大物学者2人を招いての基調講演は、最初に「ソフトマター物理とその展開」をテーマに太田隆夫・京都大大学院教授(物理学・宇宙物理学専攻)が90分間講演した。
それによるとEUでは、2000年から「ソフトマター研究をSoftCompと総称」。ポリマー・コロイド・界面活性体と生体系に照準を合わせて研究している。
これに対し日本は「ソフトマター・マテリアル」と定義。研究を競っているが、文科省は「研究分野」に資金援助するだけだが、欧州は「教育分野」にまで支援を行い、ハンデがある。

太田隆夫教授

物理学の課題は、従来、構造形成機構の解明や、構造と流動性の関係解明、同制御が一般的だが、今後は生体と直接係わる事象の研究が必要だ。
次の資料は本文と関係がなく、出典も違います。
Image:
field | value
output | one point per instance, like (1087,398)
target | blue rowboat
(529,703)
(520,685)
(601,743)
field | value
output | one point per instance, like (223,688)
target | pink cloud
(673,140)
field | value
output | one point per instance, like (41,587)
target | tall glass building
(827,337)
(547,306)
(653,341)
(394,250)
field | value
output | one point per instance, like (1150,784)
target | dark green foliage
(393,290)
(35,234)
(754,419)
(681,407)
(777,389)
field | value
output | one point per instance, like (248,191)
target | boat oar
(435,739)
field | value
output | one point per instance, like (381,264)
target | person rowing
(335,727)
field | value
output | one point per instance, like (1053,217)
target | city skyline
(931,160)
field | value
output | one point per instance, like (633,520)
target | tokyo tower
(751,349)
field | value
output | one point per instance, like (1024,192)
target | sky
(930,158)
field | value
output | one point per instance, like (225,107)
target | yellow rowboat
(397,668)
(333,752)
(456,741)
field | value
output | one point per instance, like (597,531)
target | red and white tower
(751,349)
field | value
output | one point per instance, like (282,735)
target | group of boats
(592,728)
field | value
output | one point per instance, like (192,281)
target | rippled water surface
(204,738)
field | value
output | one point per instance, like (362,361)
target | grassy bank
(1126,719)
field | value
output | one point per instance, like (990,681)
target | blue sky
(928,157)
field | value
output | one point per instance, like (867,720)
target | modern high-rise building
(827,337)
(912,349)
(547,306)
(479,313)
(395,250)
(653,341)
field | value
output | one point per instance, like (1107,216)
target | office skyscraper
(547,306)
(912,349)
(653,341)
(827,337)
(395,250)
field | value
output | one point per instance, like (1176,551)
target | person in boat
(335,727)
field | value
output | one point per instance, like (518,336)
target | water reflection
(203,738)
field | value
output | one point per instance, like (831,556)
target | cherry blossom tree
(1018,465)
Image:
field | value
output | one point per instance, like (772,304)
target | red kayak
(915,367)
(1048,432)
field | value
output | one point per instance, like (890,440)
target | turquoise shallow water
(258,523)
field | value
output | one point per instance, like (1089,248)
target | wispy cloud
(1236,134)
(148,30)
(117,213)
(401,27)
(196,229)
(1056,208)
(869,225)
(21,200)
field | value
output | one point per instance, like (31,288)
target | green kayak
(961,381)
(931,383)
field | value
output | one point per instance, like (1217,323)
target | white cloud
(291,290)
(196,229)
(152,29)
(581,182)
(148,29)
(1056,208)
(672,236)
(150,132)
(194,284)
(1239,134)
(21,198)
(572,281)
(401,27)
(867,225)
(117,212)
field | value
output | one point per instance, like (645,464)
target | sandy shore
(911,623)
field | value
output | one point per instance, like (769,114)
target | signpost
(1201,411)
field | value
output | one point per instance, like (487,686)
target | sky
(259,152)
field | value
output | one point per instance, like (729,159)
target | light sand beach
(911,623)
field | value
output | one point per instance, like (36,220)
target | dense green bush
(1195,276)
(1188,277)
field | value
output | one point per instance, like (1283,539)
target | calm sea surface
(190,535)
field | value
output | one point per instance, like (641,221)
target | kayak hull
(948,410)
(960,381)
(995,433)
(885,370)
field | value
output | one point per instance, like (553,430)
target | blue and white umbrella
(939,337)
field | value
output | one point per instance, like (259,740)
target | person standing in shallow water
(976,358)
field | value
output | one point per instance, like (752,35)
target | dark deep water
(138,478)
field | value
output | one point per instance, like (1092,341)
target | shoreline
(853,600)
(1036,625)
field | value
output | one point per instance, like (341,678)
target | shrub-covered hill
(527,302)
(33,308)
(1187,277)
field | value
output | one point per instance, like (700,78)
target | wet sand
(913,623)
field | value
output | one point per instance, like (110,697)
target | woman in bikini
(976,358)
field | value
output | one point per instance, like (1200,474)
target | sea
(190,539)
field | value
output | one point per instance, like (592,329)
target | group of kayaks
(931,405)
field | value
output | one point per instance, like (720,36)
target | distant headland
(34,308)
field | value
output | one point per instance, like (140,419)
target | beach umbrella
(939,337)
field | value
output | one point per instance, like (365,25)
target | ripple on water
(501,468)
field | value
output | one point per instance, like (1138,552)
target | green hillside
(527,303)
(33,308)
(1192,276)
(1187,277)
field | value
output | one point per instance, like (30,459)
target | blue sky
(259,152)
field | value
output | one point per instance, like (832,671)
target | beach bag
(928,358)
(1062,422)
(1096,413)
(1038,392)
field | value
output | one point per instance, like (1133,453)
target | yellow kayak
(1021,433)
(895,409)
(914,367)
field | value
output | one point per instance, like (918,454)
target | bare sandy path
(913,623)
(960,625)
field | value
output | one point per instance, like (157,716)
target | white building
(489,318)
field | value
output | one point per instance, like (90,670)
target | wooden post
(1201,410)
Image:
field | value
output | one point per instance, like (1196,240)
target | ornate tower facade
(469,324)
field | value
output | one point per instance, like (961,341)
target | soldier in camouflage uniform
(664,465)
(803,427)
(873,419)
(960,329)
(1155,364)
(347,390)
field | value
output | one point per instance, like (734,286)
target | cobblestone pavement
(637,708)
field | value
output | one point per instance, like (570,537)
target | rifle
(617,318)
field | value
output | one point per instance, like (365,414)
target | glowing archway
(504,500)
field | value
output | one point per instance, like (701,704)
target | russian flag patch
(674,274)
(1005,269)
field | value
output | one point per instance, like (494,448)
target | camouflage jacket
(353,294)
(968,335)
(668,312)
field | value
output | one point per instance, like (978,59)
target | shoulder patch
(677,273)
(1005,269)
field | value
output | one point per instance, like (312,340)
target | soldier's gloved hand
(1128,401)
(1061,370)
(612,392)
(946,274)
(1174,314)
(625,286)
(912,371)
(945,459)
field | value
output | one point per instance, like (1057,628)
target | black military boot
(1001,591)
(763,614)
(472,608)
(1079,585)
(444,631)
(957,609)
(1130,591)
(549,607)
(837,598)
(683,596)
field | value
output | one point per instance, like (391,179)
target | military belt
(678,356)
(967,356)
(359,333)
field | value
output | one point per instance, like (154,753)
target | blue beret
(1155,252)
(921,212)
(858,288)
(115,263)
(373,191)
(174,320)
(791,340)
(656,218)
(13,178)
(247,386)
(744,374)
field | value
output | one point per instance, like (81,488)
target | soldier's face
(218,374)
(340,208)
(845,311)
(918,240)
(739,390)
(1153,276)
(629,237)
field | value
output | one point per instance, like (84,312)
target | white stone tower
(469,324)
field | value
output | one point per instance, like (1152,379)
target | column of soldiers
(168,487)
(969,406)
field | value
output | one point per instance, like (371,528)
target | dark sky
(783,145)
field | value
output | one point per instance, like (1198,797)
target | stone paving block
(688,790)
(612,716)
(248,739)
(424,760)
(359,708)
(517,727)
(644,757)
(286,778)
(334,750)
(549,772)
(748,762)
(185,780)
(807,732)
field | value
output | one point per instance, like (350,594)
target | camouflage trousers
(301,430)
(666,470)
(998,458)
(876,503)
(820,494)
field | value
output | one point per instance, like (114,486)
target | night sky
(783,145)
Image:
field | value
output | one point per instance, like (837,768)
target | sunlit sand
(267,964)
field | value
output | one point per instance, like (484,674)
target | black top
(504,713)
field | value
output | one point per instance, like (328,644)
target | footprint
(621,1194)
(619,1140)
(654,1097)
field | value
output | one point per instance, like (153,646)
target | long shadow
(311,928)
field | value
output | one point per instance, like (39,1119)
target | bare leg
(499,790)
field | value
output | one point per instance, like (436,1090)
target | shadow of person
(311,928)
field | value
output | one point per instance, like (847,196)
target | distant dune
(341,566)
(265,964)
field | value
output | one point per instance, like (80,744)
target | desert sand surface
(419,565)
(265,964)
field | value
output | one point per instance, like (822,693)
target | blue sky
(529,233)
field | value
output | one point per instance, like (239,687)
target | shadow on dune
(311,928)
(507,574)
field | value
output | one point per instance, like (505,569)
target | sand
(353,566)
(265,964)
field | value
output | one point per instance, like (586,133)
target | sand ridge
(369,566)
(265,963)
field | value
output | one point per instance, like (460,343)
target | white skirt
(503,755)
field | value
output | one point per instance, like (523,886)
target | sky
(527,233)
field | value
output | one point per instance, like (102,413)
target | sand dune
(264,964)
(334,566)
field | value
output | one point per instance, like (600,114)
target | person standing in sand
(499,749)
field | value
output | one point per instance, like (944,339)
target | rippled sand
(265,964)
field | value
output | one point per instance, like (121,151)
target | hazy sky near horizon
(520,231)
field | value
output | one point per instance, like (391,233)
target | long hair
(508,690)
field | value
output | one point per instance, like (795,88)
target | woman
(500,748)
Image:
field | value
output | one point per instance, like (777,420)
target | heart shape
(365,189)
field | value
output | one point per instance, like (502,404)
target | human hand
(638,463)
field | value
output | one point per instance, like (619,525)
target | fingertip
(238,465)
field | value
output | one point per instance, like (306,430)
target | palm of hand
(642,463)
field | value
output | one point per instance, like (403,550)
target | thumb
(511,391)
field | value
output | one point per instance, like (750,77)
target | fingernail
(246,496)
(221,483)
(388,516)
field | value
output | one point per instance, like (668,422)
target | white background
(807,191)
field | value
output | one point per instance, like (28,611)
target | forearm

紙とペンでできる理論の確立がとても遅れている。
まとめると、ソフトマターのメゾ構造安定性、材料科学と生命、医療産業らへの応用展開が考えられる、と語った。
続いて理化学研の前副理事長で特任顧問の長田義仁教授は「生物のような材料で生物のような機能を! インテリジェントゲルの未来」の題目で90分講義、質問に答えた。

長田義仁・理化学研究所特任顧問

冒頭、理研の野依理事長の「今後は水の時代」との言を引用。水・環境・健康・農・バイオダイバーシティと貧困が重要な研究テーマだ。水問題は、淡水化浸透 膜技術に優れる日本は、東レ・東洋紡らが世界の水市場シェアの7割を握るが、金額は1億ドル程度。これに対し欧米勢は100倍の市場規模のライフフライン 全体を握る。
世界では今、水不足や汚れた水が原因で毎年380万人が死亡、飲料に適さない水を飲む人びとは9億人に達している。日本はこの分野に参入すべきでは、などと述べた。